Dans les portraits fictifs, Murasaki Shikibu, l’auteur de Dit de Genji, et l’homme d’État Fujiwara no Michinaga sont souvent décrits comme étant très proches. Un nouvel ouvrage cherche à démêler la réalité de la fiction sur ces deux figures majeures de la période Heian au Japon.

Fille d’un pauvre érudit

Murasaki Shikibu, l’auteur de Dit de Genji, considéré comme le roman le plus ancien du monde, et le puissant homme d’État Fujiwara no Michinaga ont tous deux vécu pendant la période Heian (794-1185). Dans des contextes fictifs, ils sont souvent décrits comme très proches, voire amoureux.
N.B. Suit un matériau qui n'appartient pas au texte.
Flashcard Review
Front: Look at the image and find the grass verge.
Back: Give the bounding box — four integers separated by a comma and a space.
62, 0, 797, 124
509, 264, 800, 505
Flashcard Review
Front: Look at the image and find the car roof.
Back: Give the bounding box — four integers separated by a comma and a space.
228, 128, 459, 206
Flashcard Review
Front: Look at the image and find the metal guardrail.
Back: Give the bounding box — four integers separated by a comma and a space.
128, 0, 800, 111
Murasaki Shikibu vers Fujiwara no Michinagade Kuramoto Kazuhiro

Dans son nouvel ouvrage, Kuramoto Kazuhiro, professeur au Centre international de recherche en études japonaises, tente d’apporter des éléments plus nuancés. « Comment pouvons-nous caractériser la nature d’une situation lorsque des histoires prennent vie et que certains croient à tort que Murasaki Shikibu et Fujiwara no Michinaga étaient exactement tels qu’ils apparaissent dans la série télévisée ? » peut-on lire en introduction. Dans son livre, l’auteur cherche à affirmer ce qui peut être considéré comme une vérité à partir de sources primaires, comme les journaux intimes qui lui ont appartenu. Son écriture se concentre sur les deux personnages, mais ici je veux me concentrer sur Murasaki Shikibu.
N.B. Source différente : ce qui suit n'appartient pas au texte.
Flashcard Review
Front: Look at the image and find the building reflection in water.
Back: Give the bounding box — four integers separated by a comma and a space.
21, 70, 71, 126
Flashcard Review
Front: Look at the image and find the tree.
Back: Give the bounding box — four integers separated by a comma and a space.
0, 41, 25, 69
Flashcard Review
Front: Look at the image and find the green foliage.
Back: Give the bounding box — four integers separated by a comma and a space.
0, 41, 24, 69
Les parents de Murasaki Shikibu sont nés dans le clan Fujiwara, dans le nord du pays. Ils appartenaient donc à l’aristocratie, même si l’auteur du livre note que son père, Tametoki, était issu d’une branche mineure et n’était donc qu’un « pauvre érudit sans position officielle ». En fait, le vrai nom de Murasaki est inconnu. Le nom « Murasaki Shikibu » lui fut ensuite donné par des écrivains par commodité. Différentes théories peinent également à s’entendre sur l’année de sa naissance. Pour Kuramoto Kazuhiro, elle est née en 973.
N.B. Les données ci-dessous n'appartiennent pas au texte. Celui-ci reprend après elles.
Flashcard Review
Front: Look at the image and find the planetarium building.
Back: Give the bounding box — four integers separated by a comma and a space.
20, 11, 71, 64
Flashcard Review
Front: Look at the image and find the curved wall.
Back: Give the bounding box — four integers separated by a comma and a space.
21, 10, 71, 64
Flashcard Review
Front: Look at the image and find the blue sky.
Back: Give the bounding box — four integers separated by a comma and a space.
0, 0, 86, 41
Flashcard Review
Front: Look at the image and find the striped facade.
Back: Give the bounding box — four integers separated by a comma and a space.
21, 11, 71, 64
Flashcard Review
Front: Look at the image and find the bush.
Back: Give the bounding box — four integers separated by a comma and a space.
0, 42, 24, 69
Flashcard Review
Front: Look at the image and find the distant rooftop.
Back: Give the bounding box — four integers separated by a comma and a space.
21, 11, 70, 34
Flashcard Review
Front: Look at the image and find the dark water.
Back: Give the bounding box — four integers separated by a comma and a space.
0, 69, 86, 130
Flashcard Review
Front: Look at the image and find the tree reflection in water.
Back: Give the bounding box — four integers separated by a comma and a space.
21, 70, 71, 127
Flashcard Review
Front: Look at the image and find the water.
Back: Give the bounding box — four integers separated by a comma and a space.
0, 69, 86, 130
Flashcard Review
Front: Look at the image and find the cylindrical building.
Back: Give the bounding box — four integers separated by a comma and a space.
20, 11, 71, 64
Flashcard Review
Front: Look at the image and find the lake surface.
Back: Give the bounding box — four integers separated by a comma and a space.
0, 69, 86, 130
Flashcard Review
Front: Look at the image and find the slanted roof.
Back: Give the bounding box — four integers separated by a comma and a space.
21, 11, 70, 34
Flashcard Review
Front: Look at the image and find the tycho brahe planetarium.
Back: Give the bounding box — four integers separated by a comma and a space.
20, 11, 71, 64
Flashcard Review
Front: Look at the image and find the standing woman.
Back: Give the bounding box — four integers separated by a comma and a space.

Sa mère est décédée prématurément et son père s’est remarié. Plus tard, après une longue période sans exercer aucune fonction, il devient gouverneur régional. Murasaki Shikibu souhaitait plus que tout acquérir des connaissances dès son plus jeune âge. C’est son père qui lui a appris les classiques chinois. Les œuvres bouddhistes, la poésie japonaise et d’autres littératures n’avaient que peu de secrets pour elle. Il est même devenu un auteur accompli de poèmes wakaun talent qui lui ouvrira les portes de la cour.

Une union à court terme

En 998, Murasaki Shikibu épousa Fujiwara no Nobutaka, un fonctionnaire compétent d’une quarantaine d’années. Il avait déjà eu des enfants avec trois autres femmes. Il est décrit par Kuramoto Kazuhiro comme « dissipé ». Murasaki Shikibu avait presque 25 ans lorsqu’elle s’est mariée, ce qui était plutôt tard pour l’époque. Selon la coutume, ce sont les hommes qui entraient dans le domicile de la femme au moment du mariage. Cependant, son père n’ayant occupé aucun poste pendant une longue période lorsqu’elle était jeune, le budget familial se trouva sévèrement restreint. Trouver un prétendant avant 25 ans était impossible.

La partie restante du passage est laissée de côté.